Tempo de descasca de batata, de descasca dos anos, de
descasca da angústia, entrecortado com palavras em que se ocultavam a economia
e a política.
Tempo de mulheres solteiras, de casamentos brancos, de
lencóis molhados, de facas retalhando os bolos das namoradas, retalhando a
raiva.
Tempo de país amordaçado, de apitos, de portas batidas
na cara, do balde das sobras, do balde do mijo.
Tempo de voz ensinada a parar justamente na tua orelha
pois o guarda lá estava: - fale mais alto que eu também quero ouvir.
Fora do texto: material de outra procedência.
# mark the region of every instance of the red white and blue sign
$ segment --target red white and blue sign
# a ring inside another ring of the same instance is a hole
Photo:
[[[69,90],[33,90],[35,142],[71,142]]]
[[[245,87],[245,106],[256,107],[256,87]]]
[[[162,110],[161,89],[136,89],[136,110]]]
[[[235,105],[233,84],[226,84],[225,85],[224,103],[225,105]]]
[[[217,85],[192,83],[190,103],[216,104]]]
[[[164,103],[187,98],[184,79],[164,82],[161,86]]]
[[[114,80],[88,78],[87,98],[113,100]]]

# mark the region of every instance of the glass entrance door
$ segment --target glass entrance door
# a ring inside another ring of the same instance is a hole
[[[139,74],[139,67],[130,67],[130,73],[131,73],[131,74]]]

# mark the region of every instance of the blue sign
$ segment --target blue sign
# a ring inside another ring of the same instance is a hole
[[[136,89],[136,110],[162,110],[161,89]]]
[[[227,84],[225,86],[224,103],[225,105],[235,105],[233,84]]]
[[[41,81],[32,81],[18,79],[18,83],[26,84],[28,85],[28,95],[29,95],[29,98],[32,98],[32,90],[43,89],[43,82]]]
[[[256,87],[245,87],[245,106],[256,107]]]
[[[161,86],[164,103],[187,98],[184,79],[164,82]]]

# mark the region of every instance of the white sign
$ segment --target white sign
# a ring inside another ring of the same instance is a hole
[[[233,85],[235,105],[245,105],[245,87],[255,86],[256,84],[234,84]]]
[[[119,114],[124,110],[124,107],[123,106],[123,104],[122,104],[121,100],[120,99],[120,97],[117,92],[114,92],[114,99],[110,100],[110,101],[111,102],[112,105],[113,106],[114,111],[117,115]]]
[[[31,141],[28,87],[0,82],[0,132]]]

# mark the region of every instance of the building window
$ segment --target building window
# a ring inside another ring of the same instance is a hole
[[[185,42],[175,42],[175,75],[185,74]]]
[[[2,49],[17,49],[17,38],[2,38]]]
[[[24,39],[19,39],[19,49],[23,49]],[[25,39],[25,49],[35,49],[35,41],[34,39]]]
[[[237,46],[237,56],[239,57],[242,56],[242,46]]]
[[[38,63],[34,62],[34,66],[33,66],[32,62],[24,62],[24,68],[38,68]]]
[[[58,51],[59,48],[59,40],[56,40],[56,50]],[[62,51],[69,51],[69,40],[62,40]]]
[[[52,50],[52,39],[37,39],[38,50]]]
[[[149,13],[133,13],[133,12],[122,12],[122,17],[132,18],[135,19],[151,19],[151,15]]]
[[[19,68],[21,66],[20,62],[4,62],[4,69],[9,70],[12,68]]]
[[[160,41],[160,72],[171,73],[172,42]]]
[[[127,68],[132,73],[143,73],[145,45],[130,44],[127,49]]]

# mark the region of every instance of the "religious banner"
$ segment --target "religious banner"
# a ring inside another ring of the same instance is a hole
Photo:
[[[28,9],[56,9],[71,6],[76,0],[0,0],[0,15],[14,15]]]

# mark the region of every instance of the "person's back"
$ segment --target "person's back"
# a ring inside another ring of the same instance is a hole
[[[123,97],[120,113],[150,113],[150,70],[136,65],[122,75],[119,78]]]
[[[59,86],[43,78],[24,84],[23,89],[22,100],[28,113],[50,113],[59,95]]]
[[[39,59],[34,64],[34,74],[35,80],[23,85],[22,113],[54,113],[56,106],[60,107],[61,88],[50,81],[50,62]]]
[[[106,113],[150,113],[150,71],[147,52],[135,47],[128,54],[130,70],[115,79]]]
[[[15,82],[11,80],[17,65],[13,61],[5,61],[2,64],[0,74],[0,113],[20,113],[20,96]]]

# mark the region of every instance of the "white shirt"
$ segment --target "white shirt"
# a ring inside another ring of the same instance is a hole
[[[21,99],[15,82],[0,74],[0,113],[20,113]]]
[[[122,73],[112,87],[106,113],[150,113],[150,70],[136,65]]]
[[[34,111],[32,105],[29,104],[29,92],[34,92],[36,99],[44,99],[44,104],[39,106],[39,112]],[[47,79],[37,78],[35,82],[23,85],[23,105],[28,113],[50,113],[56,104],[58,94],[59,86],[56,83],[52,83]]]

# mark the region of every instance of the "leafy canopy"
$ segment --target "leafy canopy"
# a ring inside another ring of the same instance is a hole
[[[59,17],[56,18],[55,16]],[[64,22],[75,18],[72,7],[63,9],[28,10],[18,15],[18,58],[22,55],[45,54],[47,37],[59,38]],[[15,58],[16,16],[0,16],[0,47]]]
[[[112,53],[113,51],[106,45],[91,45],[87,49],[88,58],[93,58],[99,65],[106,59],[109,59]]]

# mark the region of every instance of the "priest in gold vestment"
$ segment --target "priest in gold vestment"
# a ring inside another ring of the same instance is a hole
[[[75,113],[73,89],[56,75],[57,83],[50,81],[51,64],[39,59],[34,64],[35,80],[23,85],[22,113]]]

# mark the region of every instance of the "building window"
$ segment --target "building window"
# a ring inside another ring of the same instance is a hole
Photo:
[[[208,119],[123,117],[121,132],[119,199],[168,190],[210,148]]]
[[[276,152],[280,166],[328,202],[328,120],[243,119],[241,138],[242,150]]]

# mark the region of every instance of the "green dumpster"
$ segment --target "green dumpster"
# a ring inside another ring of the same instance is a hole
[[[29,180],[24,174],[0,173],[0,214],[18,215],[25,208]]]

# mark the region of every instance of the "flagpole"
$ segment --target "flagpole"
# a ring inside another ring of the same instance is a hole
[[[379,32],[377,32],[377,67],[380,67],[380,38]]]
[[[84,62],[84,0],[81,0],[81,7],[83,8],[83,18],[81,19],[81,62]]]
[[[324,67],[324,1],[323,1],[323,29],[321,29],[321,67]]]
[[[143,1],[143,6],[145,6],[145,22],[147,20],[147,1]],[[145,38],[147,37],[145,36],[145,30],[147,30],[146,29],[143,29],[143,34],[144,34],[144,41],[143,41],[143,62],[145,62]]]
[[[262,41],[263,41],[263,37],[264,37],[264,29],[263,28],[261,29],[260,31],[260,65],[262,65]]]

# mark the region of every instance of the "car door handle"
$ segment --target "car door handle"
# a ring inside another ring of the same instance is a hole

Tempo de gargalhada livre no corpo cativo.
Tempo de mãos sujas folheando o corpo engordurando
livros e papéis.
- Não são permitidas bibliotecas.
- Napoleão? Já disse que não podem falar em política.
- Ó sô guarda, posso ir a… - Não pode.
- Não posso ir a… - Pode.
Tempo sem música, só os cânticos pagos no «segredo».
Tempo onde o tempo morre.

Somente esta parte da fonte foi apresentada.